The town takes its name from the castle built by Bernard de Balliot and extended by his son of the same name. Between them they erected a powerful stone castle in the second half of the twelfth century, strongly situated on a rock above the River Tees.
Today the castle is an extensive but very ruinous pile. It possesses an exceptional four baileys, all walled in stone during the period of the two Bernards. From the town of Norman arch – once part of a gatehouse – leads into the northern outer bailey, known as the Town Ward. Much of its curtain still stands as well as the vaulted undercroft of the Brackenbury Tower. The southern outer bailey doubles the size of the castle but its defenses are now fragmentary.
West of the Town Ward are the ditch and curtain of the inner bailey, with two flanking towers added by the Beauchamps. To reach the inner bailey it is necessary to pass through a middle ward, then turn sharp right over a deep ditch hewn out of solid rock. This succession of defenses is quite advanced for the twelfth century. Once inside the inner bailey the dominant is the Balliol Tower or keep which projects from the curtain.
This cylindrical tower of ashlar is actually an early addition to the castle, though it could still be the second Bernard’s work as he survived until 1199.
As keeps go, it is a bit of a fraud, because it was not isolated from the rest of the castle. It was entered directly from the vanished solar at first floor level, and the triangular spur projecting from the keep is not a defensive feature but merely a wedge between the two. All the same, the keep is the only part of the castle to survive more or less complete and an unusual domed vault covers its ground floor.
On the Duke of Gloucester’s estate at Barnwell can be seen three successive manorial centers in close proximity. First there are the earthworks of a Norman motte And bailey, now hidden in a clump of trees. Then comes the massive stone ruin of Barnwell Vastle, built by Berengar le Moine about 1265-66. It seems that Berengar took advantage of Henry III’s preoccupation with his barons to build a strong adulterine castle. Berengar later sold his new castle to Ramsey Abbey. It is said he was compelled to do so by Edward I as a punishment for building it without a license. Barnwell remained with the abbey until the Dissolution, when Sir Edward Montague purchased it. He erected the present house, Barnwell Manor, nearby.
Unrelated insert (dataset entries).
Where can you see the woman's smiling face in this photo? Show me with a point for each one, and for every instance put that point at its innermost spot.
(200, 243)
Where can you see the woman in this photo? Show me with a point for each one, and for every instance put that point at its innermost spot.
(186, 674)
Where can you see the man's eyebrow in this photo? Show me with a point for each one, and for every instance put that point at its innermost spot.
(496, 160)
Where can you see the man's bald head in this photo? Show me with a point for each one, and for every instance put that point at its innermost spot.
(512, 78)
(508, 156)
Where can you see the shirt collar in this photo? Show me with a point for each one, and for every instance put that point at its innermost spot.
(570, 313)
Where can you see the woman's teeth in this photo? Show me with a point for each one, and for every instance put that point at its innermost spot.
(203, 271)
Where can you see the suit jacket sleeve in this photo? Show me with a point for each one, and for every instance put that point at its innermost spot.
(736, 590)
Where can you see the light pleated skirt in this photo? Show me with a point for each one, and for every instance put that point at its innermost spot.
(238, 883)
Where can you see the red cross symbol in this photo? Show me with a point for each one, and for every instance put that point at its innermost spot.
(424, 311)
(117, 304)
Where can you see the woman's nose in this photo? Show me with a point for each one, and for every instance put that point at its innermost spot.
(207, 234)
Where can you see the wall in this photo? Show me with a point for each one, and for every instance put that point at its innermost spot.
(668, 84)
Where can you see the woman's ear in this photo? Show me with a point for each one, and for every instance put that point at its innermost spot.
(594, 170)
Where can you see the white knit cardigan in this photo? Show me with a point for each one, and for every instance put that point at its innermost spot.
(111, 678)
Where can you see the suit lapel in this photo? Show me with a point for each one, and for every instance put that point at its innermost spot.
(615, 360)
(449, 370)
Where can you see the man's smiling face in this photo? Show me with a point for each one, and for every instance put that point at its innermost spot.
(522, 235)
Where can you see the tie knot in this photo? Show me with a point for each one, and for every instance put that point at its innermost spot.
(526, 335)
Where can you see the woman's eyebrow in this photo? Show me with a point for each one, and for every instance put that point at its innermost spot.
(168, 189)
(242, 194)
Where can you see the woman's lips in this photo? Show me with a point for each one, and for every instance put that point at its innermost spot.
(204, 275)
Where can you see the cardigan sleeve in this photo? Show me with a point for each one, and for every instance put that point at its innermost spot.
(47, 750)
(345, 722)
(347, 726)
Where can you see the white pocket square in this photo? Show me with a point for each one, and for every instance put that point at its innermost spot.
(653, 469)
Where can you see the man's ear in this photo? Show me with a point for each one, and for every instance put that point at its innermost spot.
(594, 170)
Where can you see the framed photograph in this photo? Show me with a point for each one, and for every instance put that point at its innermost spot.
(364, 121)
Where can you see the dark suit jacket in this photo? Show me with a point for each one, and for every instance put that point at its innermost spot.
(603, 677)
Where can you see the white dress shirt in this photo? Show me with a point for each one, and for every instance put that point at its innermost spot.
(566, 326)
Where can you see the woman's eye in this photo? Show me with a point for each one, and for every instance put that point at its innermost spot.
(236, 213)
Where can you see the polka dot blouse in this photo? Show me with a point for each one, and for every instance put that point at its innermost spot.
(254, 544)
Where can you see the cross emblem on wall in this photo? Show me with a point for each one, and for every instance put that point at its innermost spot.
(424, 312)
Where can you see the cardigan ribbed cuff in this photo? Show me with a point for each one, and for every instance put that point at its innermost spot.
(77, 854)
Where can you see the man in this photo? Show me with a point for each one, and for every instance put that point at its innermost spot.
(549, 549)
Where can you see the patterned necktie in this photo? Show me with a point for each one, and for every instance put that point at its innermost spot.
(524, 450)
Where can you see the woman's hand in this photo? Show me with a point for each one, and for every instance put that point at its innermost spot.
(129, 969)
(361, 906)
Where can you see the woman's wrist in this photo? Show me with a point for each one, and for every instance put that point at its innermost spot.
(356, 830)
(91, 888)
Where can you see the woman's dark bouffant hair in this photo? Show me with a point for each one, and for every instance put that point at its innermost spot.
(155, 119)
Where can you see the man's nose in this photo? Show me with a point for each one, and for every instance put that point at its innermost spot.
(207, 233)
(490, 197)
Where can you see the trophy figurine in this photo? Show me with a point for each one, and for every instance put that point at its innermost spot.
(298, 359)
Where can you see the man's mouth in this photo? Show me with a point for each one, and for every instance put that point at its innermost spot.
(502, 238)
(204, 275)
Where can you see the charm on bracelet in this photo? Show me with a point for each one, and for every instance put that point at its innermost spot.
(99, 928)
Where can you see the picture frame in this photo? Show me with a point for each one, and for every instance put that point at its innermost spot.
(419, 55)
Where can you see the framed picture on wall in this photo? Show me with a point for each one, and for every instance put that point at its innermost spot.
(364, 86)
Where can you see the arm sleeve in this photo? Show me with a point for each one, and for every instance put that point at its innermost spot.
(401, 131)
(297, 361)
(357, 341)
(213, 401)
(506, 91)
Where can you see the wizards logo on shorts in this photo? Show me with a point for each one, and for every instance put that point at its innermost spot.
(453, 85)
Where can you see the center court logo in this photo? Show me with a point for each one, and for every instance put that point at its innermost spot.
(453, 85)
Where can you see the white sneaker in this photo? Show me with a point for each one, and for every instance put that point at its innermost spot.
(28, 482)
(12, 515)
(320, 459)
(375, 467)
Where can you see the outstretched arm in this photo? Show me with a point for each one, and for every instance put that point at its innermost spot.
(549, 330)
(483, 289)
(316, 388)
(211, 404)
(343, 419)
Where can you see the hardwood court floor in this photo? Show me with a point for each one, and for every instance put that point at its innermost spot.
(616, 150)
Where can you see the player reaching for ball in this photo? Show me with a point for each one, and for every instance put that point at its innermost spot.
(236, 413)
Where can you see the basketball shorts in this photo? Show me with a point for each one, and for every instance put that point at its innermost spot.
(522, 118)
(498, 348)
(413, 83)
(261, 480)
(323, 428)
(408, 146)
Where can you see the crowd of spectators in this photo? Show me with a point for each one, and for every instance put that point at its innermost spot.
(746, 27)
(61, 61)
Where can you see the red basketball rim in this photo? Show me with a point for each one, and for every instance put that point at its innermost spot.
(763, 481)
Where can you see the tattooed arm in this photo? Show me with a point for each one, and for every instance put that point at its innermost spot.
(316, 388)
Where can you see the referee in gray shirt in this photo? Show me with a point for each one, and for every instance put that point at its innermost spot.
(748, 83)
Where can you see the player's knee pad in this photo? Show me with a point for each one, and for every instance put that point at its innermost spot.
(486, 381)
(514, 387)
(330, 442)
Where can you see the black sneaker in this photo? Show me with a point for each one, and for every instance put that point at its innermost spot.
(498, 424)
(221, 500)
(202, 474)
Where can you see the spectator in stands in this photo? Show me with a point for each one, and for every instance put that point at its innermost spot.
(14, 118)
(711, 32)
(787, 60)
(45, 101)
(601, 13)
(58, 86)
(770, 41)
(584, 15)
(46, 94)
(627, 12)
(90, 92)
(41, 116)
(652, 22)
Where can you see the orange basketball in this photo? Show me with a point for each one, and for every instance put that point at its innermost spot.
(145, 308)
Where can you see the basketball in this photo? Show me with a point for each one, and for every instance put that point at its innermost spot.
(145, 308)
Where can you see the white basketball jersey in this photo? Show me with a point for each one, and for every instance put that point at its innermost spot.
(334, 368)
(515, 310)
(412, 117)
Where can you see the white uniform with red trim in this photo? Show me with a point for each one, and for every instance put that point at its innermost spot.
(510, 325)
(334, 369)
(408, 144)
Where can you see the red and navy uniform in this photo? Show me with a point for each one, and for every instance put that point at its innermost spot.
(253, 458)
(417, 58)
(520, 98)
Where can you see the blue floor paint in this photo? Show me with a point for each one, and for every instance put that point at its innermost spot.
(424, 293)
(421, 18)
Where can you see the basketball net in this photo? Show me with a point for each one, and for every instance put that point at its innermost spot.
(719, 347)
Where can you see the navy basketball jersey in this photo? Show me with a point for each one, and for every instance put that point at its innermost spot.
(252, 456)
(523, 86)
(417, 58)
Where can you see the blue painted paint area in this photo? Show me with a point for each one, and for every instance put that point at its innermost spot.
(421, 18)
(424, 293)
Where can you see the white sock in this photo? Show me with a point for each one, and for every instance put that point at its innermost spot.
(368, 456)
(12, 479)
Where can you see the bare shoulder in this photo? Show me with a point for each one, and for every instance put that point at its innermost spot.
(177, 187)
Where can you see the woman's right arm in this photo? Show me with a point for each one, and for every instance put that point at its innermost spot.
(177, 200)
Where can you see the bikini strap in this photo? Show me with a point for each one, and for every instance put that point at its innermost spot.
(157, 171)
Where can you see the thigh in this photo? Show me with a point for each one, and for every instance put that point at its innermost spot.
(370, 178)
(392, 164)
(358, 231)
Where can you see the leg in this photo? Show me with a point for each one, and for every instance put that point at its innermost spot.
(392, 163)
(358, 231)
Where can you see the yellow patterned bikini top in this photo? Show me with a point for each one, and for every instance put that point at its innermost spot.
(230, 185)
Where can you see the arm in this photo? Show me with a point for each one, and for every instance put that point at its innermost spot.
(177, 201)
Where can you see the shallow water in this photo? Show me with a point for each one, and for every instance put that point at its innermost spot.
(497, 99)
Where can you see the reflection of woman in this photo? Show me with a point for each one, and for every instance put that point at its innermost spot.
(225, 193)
The castle is an interesting example of thirteenth century military architecture with some delightfully experimental touches. On a smaller scale, it anticipates the great castles that Edward I would build in Wales in the following decades, and though it pre-dates Edward’s coronation by several years, it is a rare English example of a pure Edwardian castle.
An unusually thick curtain, well preserved except for the loss of its parapet and a single breach on the west, surrounds an oblong courtyard. Circular towers project boldly at three angles, the fourth being occupied by a gatehouse. The two northern towers are quite eccentric as they both have a smaller round tower projecting from them, resulting in a figure-of-eight plan. The prime function of these subsidiary towers was domestic rather than military. They contained latrines serving the apartments in the main body of the towers.
The southwest tower has no projections, but its upper floors are square internally for greater domestic convenience. The latrine for this tower was accommodated in a more conventional manner within the thickness of the curtain.